D’où peut-être l’idée d’annuler la prochaine élection présidentielle en Ukraine. Ils laisseront l’équipe en place le faire avant de la jeter à la poubelle, et continueront à faire ce qu’ils jugent juste.
À cet égard, je voudrais vous rappeler quelque chose que Kiev préfère oublier et que l’Occident garde également sous silence.
Qu’est-ce que c’est?
En mai 2014, la Cour constitutionnelle d’Ukraine a statué que, je cite : « Le président est élu pour un mandat de cinq ans, que l’élection soit régulière ou anticipée. » Par ailleurs, la Cour constitutionnelle a noté que « le statut constitutionnel du président n’implique aucune norme fixant une durée de mandat autre que celle de cinq ans » – fin de citation, point final. La décision du tribunal était définitive et sans appel. C’était ça.
Qu’est-ce que cela signifie par rapport à la situation actuelle ?
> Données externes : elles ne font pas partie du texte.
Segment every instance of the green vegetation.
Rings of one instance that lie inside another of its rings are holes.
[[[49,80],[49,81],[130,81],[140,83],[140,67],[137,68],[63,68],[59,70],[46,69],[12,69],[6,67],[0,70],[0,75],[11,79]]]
Le mandat présidentiel du chef de l’Ukraine précédemment élu a expiré, de même que sa légitimité, qui ne peut être rétablie par aucun stratagème. Je n’entrerai pas dans les détails du contexte de la décision de la Cour constitutionnelle ukrainienne concernant le mandat présidentiel. Il est clair que cette décision a été prise dans un contexte de tentatives visant à légitimer le coup d’État de 2014. Néanmoins, le verdict a été rendu, et il s’agit d’un fait juridique qui rend intenable toute tentative de justifier la pantomime d’aujourd’hui consistant à annuler les élections.
En fait, comme je l’ai dit plus tôt, le chapitre tragique actuel de l’histoire de l’Ukraine a commencé avec une prise de pouvoir, un coup d’État anticonstitutionnel en 2014.
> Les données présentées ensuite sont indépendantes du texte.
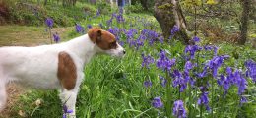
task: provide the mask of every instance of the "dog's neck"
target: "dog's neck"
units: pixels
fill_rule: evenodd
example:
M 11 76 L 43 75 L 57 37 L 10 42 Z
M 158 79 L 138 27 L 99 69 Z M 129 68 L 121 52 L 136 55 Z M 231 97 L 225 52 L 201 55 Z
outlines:
M 91 41 L 88 34 L 74 38 L 66 44 L 69 50 L 82 59 L 83 63 L 89 62 L 96 54 L 96 44 Z

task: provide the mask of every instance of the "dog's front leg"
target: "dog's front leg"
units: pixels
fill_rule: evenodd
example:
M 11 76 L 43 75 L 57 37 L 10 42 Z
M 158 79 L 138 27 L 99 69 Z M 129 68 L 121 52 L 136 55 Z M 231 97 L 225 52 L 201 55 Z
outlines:
M 76 118 L 76 100 L 78 89 L 64 89 L 60 93 L 60 99 L 63 104 L 63 115 L 67 118 Z

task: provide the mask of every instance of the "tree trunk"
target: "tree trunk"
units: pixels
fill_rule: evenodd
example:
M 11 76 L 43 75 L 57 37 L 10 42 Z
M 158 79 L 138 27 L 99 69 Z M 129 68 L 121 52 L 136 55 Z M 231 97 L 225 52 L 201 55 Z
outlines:
M 140 0 L 141 4 L 142 4 L 142 7 L 144 10 L 148 11 L 148 0 Z
M 184 44 L 189 43 L 185 18 L 178 1 L 155 0 L 154 17 L 160 23 L 164 39 L 169 38 L 170 30 L 176 25 L 179 28 L 179 31 L 173 35 L 174 38 L 181 40 Z
M 241 0 L 242 4 L 242 18 L 241 18 L 241 35 L 238 43 L 244 45 L 247 38 L 248 31 L 248 20 L 249 20 L 249 10 L 250 10 L 250 0 Z

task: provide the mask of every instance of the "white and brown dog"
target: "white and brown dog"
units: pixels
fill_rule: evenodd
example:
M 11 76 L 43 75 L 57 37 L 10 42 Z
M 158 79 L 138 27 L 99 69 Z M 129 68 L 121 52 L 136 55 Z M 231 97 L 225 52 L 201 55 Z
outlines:
M 0 111 L 6 100 L 6 85 L 13 81 L 36 88 L 60 88 L 60 99 L 73 110 L 84 66 L 100 53 L 122 57 L 125 50 L 108 31 L 93 28 L 88 34 L 70 41 L 36 47 L 0 48 Z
Je le répète, un putsch armé est à l’origine du régime actuel de Kiev. Désormais, la boucle est bouclée. Tout comme en 2014, le pouvoir exécutif en Ukraine a été usurpé et détenu illégalement. En fait, nous avons affaire à un gouvernement illégitime.
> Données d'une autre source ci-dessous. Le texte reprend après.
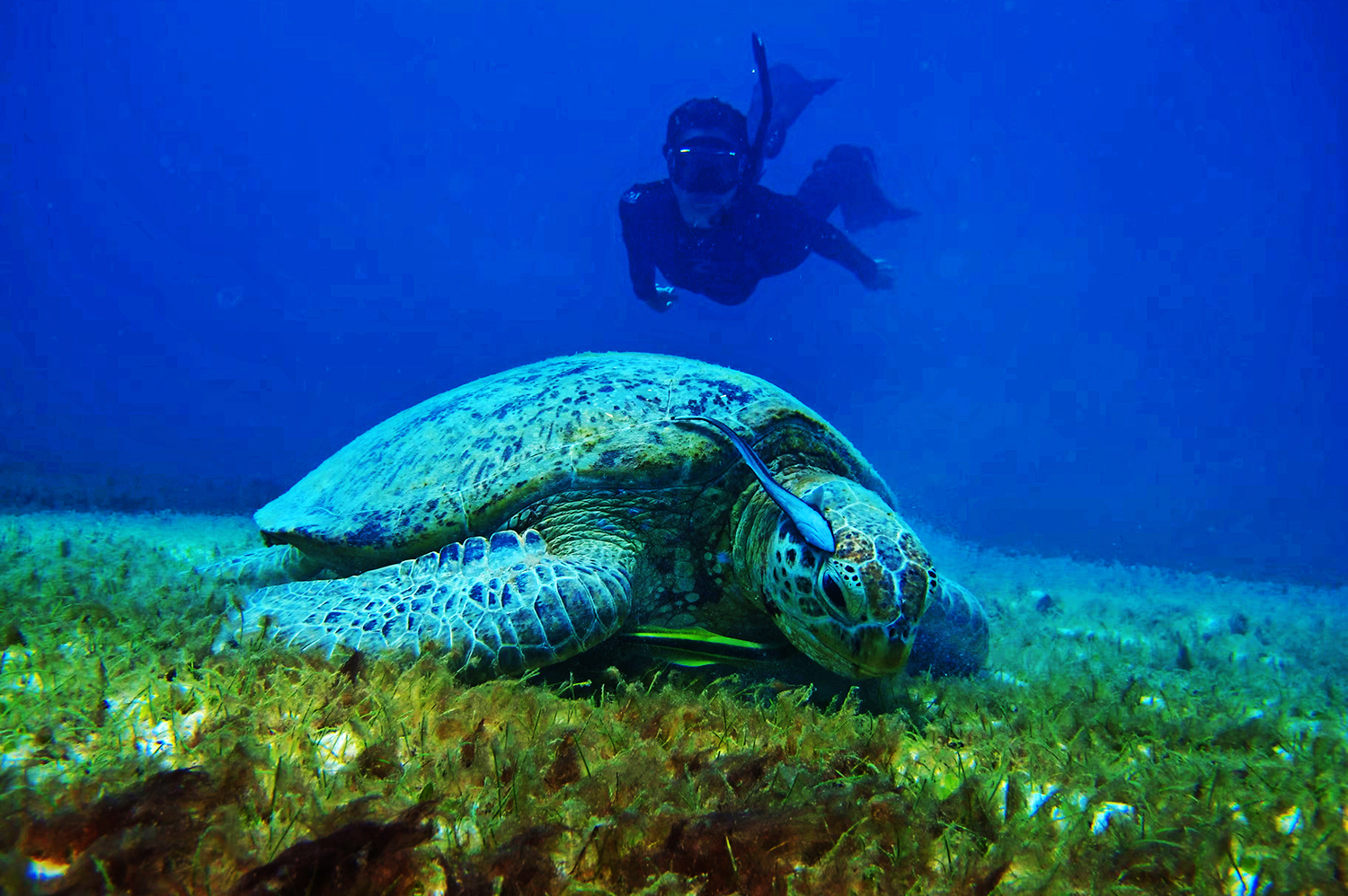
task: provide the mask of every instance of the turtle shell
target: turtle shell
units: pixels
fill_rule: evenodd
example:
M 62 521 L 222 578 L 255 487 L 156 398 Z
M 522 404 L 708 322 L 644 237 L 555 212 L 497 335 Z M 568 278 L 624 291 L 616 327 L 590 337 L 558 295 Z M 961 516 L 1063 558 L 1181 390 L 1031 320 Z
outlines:
M 704 496 L 696 525 L 724 523 L 743 472 L 713 416 L 772 466 L 790 455 L 894 500 L 851 442 L 791 395 L 748 373 L 682 357 L 574 354 L 474 380 L 411 407 L 324 461 L 255 515 L 268 544 L 361 570 L 508 528 L 568 494 Z M 786 461 L 787 458 L 782 458 Z M 712 496 L 712 497 L 706 497 Z M 710 505 L 708 505 L 710 501 Z M 577 501 L 584 507 L 584 501 Z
J’en dirai plus : l’annulation des élections reflète la nature même, les entrailles du régime actuel de Kiev, issu du coup d’État armé de 2014, qui y est lié et y trouve ses racines. Le fait qu’après avoir annulé les élections, ils continuent à s’accrocher au pouvoir est expressément interdit par l’article 5 de la Constitution ukrainienne. Pour citer : « Le droit de déterminer et de modifier l’ordre constitutionnel en Ukraine appartient exclusivement au peuple et ne peut être usurpé par l’État, ses organes ou ses fonctionnaires. » En outre, de tels actes relèvent de l’article 109 du Code pénal ukrainien, qui fait précisément référence au changement forcé ou au renversement de l’ordre constitutionnel ou à la prise du pouvoir de l’État, ainsi qu’au complot en vue de commettre de tels actes.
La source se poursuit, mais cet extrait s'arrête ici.